МИНИСТЕРСТВО ЗДРАВООХРАНЕНИЯ РОССИЙСКОЙ ФЕДЕРАЦИИ
ПИСЬМО
от 16 января 2017 г. N 20-3/41
КонсультантПлюс: примечание.
В официальном тексте документа, видимо, допущена опечатка: имеется ввиду информационное письмо ФГБУ «НЦЭСМП» Минздрава России от 10.01.2017 N 105, а не от 11.01.2017 N 2001586.

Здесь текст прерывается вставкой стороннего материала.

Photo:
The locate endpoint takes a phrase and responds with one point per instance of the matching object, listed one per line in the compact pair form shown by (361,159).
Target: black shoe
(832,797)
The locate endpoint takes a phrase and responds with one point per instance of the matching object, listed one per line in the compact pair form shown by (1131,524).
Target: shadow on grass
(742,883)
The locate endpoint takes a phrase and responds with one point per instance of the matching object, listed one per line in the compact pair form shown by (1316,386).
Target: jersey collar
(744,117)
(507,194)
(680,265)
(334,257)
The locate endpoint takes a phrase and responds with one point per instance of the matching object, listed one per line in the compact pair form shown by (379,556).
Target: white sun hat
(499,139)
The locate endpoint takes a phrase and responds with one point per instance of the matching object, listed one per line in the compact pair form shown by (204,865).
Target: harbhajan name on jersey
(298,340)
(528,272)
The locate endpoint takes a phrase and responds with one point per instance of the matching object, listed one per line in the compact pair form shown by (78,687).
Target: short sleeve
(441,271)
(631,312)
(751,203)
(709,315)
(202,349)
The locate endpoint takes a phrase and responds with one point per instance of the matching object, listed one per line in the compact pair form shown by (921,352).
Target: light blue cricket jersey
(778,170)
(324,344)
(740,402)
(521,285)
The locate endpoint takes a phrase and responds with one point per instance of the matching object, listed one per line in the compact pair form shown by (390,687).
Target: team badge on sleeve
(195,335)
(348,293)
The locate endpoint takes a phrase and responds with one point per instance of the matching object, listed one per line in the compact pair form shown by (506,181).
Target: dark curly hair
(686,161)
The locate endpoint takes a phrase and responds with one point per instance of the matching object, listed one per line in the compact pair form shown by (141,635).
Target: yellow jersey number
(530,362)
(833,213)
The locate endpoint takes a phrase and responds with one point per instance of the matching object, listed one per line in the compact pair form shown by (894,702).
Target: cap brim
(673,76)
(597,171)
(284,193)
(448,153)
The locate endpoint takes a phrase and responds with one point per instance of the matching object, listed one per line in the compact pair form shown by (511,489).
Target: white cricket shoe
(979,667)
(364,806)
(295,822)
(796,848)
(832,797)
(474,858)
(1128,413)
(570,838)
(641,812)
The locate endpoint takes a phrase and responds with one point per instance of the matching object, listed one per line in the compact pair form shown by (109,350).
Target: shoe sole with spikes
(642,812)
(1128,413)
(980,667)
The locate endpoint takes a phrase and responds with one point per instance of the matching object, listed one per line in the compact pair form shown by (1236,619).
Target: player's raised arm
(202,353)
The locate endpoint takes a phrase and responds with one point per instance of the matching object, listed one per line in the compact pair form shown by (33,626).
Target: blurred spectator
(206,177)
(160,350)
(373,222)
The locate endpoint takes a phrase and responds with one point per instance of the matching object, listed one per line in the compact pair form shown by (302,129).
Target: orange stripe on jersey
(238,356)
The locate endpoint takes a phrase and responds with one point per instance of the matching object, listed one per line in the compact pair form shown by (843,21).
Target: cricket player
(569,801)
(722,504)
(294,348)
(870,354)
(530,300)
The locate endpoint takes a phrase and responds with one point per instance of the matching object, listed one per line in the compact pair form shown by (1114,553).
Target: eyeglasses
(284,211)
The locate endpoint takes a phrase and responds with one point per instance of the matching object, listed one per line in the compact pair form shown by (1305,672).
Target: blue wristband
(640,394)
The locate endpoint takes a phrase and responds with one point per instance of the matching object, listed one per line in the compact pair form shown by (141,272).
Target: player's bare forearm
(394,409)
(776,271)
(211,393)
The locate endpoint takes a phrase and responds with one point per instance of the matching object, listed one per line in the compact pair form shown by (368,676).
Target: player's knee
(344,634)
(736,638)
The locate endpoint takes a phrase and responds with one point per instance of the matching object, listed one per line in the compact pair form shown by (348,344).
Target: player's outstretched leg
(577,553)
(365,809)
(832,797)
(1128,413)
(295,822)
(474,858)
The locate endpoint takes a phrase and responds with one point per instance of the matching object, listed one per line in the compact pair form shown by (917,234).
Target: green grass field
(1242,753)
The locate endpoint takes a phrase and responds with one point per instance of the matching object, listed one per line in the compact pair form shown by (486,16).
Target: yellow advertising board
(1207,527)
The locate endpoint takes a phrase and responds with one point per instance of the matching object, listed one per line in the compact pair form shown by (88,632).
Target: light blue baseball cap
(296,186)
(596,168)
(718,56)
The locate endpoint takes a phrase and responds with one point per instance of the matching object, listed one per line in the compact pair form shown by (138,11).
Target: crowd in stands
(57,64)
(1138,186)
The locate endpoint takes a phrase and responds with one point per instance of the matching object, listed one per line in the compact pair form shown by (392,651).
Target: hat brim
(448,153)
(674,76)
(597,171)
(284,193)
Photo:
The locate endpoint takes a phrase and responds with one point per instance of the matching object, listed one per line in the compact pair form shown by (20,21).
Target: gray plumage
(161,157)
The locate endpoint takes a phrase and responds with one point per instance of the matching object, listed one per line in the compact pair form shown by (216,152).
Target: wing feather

В связи с письмом ФГБУ «Научный центр экспертизы средств медицинского применения» Минздрава России от 11.01.2017 N 2001586 Министерство здравоохранения Российской Федерации сообщает о необходимости внесения изменений в инструкции по применению зарегистрированных в Российской Федерации лекарственных препаратов для медицинского применения, содержащих в качестве действующего вещества гидроксиэтилкрахмал (ГЭК), согласно актуальной информации об опыте их клинического применения.
Директор Департамента
государственного регулирования
обращения лекарственных средств
А.Г.ЦЫНДЫМЕЕВ
МИНИСТЕРСТВО ЗДРАВООХРАНЕНИЯ РОССИЙСКОЙ ФЕДЕРАЦИИ
ФЕДЕРАЛЬНОЕ ГОСУДАРСТВЕННОЕ БЮДЖЕТНОЕ УЧРЕЖДЕНИЕ «НАУЧНЫЙ ЦЕНТР ЭКСПЕРТИЗЫ СРЕДСТВ МЕДИЦИНСКОГО ПРИМЕНЕНИЯ»
ИНФОРМАЦИОННОЕ ПИСЬМО
от 10 января 2017 г. N 105
В соответствии с актуальной информацией об опыте клинического применения препаратов, содержащих в качестве действующего вещества гидроксиэтилкрахмал (ГЭК), и в связи с появлением новых сведений по безопасности и эффективности их применения, отраженных в действующих инструкциях препаратов ГЭК, зарегистрированных в Европейском союзе (см. Приложение 2), считаем необходимым пересмотреть и унифицировать информацию в разделах: «Показания к применению», «Противопоказания», «Способ применения и дозы» (максимальная разрешенная доза и допустимость применения у детей) для всех препаратов на основе ГЭК (независимо от концентрации, молекулярной массы и степени замещения), зарегистрированных на территории РФ. В связи с этим обозначенные разделы инструкции по применению должны содержать информацию, представленную в Приложении 1.
Первый заместитель
генерального директора
М.Е.КОЛТАЧУК
Приложение 1
ИНФОРМАЦИЯ
ДЛЯ ВКЛЮЧЕНИЯ В ИНСТРУКЦИИ ПО МЕДИЦИНСКОМУ ПРИМЕНЕНИЮ ПРЕПАРАТОВ ГИДРОКСИЭТИЛКРАХМАЛА (ГЭК)
Показания к применению.
Лечение гиповолемии при острой кровопотере, если применение растворов кристаллоидов является недостаточным. Противопоказания.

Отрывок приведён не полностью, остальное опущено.